Reinforcing his reputation as a cultural provocateur, the 75-year-old Bloom (Where Shall Wisdom Be Found, 2004, etc.) issues proclamations like Zeus hurling thunderbolts from an academic Mt. Olympus. He seems more intent on igniting firestorms of controversy than providing thoughtful analysis. Almost sure to incite an argument is his contention that the very notion of a Judeo-Christian tradition is a fallacy, that it would make as much sense to speak of a Christian-Islamic tradition (were it not for the alliance between America and Israel). Identifying himself as a heretical Jew, Bloom will also surely get a rise from the Christian devout with his almost throwaway suggestions that Jesus likely escaped crucifixion and traveled to India, and that the Gospel of Thomas has more credibility than the Synoptic Gospels of the Bible. As provocative as Bloom attempts to be, this book is more often maddening than stimulating or enlightening. The short, sketchy chapters of the first half (the “Jesus” section) read more like notes for a finished and fully realized study. Chatty and first-person discursive rather than cohesively scholarly, Bloom rambles and repeats himself, indulging in digressions before circling back to the most contentious points without deepening or amplifying his arguments.

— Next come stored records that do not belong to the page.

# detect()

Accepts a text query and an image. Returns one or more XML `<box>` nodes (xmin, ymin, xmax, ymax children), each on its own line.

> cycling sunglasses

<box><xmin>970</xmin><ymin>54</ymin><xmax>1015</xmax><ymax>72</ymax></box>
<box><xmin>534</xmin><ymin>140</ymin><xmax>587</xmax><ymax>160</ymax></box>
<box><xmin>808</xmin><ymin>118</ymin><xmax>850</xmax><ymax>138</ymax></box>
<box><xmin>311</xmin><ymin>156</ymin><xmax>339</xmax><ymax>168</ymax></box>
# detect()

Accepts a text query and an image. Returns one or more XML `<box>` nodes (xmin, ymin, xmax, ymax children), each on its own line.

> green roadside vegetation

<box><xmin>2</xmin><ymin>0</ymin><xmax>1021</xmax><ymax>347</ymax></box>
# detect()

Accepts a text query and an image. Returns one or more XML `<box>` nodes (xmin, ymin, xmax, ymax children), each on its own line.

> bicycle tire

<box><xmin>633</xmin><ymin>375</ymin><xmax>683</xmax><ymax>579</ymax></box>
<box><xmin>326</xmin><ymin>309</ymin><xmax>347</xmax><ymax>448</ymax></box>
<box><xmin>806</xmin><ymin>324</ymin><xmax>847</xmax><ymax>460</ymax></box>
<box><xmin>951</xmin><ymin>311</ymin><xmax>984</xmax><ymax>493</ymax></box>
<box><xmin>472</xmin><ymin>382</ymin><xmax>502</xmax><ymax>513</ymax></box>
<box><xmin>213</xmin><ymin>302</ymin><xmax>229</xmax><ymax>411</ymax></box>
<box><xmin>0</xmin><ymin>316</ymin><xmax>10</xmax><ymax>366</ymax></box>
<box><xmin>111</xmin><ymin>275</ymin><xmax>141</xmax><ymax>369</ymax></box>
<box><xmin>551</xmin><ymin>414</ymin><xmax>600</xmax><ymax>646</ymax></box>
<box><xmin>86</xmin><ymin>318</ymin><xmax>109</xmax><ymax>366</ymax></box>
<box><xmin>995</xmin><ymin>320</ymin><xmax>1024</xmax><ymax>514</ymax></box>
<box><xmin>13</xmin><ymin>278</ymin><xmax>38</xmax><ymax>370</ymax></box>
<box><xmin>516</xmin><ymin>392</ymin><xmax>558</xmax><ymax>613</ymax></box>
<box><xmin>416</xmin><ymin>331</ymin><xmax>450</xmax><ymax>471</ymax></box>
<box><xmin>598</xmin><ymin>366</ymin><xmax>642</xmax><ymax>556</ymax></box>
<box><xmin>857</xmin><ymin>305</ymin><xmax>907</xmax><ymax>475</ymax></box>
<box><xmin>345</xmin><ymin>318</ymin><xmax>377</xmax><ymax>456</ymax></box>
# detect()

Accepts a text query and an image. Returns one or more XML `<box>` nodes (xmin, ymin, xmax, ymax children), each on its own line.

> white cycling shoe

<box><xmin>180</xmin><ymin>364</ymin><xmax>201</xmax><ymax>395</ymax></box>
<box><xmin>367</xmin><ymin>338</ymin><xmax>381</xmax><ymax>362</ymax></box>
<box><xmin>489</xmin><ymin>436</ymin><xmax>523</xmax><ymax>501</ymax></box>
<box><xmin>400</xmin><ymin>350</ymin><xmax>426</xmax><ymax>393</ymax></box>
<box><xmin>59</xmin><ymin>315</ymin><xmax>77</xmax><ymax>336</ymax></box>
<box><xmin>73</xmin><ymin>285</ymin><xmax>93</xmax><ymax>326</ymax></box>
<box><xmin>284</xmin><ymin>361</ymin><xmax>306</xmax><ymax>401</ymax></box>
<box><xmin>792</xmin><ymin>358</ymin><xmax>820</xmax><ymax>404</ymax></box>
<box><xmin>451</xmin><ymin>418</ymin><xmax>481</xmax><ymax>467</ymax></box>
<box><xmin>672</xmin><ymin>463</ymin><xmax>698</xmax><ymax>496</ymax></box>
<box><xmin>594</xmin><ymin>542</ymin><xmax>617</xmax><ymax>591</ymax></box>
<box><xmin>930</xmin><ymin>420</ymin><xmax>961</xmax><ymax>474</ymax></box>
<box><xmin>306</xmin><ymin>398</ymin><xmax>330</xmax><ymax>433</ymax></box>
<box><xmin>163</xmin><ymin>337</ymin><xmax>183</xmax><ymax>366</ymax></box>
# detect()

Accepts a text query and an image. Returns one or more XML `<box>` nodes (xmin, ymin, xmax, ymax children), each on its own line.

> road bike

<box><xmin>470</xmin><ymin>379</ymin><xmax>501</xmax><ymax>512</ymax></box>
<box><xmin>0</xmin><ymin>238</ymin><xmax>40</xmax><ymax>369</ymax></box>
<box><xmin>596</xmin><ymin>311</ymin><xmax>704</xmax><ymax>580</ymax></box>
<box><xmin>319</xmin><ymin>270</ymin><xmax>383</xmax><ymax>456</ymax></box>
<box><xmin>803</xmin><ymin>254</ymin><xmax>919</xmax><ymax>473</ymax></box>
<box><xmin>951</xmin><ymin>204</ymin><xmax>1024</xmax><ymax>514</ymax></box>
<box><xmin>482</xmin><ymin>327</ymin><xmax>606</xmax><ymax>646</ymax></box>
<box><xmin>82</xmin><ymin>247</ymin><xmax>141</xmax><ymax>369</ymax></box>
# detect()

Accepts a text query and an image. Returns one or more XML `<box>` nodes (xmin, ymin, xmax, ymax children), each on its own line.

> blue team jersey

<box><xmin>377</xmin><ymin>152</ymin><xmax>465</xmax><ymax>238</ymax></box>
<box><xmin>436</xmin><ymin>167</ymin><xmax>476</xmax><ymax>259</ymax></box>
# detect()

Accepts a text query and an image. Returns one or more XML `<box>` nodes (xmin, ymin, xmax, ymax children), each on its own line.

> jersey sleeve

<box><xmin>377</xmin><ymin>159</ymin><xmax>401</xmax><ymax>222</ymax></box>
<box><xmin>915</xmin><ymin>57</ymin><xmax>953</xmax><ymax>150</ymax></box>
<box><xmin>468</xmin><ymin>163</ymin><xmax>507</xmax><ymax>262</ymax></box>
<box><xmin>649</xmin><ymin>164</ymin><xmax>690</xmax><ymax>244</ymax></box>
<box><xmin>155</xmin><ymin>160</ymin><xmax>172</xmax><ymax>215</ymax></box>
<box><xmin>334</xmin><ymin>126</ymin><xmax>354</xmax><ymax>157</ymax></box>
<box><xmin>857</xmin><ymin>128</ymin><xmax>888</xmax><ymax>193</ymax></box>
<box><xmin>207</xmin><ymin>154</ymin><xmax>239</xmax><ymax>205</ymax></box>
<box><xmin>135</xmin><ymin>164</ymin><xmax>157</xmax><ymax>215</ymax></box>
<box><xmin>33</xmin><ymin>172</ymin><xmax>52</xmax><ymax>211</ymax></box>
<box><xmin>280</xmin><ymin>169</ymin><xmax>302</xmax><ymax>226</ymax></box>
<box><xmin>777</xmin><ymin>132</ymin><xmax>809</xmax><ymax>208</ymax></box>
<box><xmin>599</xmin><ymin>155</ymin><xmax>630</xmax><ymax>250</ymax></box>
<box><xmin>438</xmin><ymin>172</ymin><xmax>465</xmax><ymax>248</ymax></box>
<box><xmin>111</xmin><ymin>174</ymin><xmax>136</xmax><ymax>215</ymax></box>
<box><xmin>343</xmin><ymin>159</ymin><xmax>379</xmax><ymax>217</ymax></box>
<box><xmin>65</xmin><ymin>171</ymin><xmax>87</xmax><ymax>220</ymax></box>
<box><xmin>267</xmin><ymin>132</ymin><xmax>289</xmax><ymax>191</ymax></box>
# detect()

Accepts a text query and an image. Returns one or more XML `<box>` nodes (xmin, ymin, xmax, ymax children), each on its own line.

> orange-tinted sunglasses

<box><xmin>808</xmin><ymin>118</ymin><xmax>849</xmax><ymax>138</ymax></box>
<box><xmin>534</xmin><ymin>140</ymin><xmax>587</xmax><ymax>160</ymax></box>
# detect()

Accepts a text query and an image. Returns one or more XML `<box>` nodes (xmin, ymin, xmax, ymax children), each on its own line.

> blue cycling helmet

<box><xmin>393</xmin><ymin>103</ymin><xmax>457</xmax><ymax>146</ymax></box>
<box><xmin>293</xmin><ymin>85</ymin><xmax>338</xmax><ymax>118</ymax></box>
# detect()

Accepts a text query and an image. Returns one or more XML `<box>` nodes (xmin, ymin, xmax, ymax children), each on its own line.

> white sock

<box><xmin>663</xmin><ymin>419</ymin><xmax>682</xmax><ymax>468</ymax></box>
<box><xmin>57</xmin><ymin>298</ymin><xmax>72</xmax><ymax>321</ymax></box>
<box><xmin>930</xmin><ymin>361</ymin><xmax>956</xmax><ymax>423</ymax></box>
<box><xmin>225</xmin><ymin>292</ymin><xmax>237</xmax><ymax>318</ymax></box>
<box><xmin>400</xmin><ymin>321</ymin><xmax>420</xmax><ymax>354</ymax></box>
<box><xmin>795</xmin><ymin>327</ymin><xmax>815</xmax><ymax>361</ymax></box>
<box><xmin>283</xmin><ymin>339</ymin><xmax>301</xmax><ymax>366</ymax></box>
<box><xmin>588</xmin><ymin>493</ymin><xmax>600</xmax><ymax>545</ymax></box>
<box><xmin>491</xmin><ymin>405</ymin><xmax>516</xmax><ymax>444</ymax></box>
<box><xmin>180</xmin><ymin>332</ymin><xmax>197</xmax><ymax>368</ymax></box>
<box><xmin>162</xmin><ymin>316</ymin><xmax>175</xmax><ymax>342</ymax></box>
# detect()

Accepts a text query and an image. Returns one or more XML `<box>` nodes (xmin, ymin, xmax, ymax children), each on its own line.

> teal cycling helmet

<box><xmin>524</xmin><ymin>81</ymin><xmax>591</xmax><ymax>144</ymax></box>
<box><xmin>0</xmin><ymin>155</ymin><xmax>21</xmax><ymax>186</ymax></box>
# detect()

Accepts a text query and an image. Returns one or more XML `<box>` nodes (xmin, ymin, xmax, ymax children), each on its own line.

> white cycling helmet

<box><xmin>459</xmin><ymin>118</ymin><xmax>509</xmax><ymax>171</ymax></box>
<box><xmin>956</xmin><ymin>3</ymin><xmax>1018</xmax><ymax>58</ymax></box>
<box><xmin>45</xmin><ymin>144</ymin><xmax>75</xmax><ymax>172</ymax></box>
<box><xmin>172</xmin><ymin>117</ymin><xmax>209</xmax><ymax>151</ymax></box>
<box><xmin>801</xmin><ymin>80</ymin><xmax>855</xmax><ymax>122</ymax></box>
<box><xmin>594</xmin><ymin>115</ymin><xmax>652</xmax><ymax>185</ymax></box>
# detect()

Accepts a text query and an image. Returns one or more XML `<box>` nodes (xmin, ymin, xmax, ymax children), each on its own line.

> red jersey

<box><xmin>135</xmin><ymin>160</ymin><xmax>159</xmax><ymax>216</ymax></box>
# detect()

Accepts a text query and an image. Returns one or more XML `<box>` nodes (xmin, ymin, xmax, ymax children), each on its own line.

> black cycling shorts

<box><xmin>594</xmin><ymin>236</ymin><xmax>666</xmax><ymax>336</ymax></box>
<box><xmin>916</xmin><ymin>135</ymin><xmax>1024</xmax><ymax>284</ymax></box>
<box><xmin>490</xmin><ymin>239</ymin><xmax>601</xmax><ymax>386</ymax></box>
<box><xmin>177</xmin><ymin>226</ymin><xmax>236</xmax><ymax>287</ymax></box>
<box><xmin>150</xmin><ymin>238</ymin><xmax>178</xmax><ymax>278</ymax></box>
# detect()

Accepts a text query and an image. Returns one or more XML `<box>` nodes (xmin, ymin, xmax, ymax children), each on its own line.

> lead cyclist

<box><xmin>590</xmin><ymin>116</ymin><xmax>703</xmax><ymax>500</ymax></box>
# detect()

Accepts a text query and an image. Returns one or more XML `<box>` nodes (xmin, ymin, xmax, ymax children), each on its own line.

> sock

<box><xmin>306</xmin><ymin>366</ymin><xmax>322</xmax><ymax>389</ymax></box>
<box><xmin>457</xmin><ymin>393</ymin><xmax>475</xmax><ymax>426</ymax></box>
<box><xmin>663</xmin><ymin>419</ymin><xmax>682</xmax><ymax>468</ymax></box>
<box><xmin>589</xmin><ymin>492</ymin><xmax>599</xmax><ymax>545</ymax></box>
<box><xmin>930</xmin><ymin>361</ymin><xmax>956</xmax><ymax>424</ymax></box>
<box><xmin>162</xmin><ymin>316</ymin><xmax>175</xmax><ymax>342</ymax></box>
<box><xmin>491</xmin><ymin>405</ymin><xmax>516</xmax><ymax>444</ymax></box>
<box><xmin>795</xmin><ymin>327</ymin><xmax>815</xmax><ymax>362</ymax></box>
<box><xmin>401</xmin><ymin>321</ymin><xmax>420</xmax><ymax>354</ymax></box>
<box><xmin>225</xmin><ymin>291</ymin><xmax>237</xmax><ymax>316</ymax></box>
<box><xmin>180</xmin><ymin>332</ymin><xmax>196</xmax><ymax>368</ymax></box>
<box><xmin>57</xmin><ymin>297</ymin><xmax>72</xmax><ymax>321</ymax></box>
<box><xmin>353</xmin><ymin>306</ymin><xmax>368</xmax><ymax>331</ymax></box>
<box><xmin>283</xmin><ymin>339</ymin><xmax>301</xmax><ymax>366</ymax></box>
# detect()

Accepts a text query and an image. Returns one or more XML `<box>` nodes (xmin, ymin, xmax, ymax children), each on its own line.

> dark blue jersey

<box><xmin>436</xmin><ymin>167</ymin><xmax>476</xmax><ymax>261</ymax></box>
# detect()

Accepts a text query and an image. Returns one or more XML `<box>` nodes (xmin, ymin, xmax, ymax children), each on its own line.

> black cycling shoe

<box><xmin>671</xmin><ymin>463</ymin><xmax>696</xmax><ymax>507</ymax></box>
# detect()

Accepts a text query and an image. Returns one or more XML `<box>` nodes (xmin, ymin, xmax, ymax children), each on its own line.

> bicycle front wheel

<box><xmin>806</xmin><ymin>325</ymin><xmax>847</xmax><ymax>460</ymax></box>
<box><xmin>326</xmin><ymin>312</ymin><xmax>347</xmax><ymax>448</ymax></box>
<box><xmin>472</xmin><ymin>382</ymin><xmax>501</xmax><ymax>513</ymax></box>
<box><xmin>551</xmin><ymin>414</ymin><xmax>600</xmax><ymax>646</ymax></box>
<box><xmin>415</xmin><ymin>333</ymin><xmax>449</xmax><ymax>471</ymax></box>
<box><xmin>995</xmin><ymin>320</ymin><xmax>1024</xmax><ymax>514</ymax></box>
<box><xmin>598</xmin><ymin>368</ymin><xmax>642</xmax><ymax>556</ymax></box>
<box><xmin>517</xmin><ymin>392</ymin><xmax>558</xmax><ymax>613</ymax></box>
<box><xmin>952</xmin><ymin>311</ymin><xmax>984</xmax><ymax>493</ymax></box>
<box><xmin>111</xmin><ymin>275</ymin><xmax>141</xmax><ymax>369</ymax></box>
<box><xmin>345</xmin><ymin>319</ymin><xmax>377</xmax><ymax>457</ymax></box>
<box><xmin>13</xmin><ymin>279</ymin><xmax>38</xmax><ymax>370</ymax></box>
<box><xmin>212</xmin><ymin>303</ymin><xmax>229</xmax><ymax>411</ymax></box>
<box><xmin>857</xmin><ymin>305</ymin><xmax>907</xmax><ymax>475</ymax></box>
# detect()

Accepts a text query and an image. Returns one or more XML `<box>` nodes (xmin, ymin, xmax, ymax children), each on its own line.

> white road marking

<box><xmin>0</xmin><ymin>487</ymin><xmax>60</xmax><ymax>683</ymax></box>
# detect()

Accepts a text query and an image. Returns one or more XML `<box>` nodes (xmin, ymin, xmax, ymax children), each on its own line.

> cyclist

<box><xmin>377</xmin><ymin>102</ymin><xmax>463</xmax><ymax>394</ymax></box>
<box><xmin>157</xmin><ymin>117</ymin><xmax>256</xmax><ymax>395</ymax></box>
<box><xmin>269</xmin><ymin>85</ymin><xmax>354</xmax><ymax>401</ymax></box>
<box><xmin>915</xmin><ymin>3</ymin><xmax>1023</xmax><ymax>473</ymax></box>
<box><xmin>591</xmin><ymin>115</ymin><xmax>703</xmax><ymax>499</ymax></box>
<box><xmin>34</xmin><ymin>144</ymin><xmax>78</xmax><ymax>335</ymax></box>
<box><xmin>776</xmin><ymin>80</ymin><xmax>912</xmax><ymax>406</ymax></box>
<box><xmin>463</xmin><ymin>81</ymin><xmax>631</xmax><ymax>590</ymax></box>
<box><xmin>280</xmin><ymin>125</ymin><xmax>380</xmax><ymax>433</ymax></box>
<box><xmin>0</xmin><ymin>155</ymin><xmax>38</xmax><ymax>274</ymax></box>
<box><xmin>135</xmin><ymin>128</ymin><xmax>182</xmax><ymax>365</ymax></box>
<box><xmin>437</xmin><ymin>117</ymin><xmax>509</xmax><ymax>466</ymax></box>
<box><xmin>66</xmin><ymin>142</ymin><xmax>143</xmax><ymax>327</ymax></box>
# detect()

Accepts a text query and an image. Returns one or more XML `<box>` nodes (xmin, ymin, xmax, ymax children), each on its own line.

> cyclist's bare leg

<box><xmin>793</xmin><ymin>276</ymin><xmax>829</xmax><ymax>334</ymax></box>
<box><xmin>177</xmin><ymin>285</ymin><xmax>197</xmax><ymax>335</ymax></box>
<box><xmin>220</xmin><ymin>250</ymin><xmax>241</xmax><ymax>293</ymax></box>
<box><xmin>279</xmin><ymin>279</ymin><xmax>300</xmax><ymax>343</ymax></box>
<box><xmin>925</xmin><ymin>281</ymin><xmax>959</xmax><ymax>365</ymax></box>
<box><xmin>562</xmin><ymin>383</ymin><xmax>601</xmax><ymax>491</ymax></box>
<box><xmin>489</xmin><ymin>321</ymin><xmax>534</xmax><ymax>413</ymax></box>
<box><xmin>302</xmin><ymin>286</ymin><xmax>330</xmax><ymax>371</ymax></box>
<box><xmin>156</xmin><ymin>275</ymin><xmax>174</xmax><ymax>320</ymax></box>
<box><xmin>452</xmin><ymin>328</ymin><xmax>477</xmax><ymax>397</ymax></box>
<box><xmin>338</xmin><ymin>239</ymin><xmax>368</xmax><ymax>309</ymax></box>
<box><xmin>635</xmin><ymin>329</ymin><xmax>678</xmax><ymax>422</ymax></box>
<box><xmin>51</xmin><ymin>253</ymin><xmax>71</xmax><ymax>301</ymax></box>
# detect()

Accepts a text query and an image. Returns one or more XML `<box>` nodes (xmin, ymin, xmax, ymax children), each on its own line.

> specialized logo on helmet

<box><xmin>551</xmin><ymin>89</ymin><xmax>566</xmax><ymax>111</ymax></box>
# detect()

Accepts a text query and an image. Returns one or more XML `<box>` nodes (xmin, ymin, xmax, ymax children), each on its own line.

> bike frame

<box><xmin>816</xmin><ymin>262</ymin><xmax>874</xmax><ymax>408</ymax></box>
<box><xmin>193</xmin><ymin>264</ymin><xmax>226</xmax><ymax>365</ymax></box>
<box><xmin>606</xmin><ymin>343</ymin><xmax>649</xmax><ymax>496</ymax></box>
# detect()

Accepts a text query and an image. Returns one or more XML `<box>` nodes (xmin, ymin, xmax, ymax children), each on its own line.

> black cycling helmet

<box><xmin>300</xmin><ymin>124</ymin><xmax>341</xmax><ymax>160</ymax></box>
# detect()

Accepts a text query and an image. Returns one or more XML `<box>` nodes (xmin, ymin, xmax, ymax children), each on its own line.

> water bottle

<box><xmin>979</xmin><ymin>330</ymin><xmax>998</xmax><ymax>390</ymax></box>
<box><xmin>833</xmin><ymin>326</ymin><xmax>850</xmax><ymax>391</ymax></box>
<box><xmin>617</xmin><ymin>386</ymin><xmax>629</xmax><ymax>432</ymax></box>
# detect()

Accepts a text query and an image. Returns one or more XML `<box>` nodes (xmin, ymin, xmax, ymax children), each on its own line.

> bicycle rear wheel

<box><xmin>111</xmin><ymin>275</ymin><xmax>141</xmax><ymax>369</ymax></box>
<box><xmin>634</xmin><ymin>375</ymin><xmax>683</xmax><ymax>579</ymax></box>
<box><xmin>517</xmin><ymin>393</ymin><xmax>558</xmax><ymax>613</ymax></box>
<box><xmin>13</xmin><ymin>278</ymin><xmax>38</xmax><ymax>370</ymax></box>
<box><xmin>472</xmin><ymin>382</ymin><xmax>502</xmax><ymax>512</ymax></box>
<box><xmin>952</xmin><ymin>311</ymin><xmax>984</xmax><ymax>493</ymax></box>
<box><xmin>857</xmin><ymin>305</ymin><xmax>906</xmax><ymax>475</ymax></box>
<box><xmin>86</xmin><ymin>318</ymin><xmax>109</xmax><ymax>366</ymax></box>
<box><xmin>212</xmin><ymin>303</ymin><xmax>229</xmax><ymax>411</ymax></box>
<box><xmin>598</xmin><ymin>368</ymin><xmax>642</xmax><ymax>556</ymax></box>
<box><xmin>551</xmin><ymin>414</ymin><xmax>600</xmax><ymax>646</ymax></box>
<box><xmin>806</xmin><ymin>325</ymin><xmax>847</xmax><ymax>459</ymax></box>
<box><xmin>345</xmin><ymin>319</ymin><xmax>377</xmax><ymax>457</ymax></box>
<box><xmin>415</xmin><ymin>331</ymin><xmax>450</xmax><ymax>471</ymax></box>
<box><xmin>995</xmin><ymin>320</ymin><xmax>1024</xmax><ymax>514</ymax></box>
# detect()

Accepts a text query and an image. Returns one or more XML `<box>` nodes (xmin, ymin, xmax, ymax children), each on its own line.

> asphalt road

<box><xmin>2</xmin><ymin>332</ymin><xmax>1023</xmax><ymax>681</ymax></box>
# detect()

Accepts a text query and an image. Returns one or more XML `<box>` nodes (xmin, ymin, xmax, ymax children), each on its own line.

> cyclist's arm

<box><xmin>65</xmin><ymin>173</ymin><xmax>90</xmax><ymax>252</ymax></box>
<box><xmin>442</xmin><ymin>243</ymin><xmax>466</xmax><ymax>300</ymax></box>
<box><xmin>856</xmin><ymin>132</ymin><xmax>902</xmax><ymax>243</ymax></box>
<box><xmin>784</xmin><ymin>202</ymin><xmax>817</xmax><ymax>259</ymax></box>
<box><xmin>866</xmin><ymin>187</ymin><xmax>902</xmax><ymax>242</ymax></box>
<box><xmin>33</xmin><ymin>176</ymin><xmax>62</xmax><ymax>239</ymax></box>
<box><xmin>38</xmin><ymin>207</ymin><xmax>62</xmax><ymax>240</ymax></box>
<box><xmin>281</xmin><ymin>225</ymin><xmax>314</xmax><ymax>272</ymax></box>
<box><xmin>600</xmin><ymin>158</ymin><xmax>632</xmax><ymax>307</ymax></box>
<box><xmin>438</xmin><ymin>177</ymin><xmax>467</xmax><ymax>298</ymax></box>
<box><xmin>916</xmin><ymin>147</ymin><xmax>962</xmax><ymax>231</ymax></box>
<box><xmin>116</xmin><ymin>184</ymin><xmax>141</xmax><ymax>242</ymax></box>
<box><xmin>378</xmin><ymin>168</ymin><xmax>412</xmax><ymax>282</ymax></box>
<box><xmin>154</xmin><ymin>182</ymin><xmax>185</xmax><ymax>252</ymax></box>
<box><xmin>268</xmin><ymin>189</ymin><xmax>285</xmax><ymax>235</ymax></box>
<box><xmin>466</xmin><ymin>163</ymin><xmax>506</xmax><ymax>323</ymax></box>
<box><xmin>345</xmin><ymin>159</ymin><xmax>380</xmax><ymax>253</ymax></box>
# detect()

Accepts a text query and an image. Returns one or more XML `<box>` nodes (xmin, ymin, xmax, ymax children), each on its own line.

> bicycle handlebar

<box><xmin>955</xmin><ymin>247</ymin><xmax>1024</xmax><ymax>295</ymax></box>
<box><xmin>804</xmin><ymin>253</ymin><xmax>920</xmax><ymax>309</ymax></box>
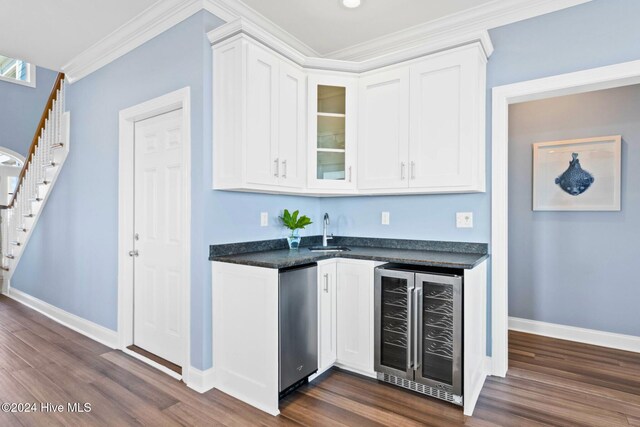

Along the way, the literary critic proclaims that Hamlet is Shakespeare’s Jesus (and that Yahweh combines elements of Hamlet, Lear and Falstaff), compares the Gospel of Mark with Edgar Allan Poe, calls Philip Roth America’s Kafka and elevates Wallace Stevens above all American poets since Whitman and Dickinson. Why? In most cases, because he says so.
Bloom barely provides a gloss on more substantial work, such as the two volumes by Jack Miles (God: A Biography, 1995; Christ: A Crisis in the Life of God, 2001), which are often invoked in these pages.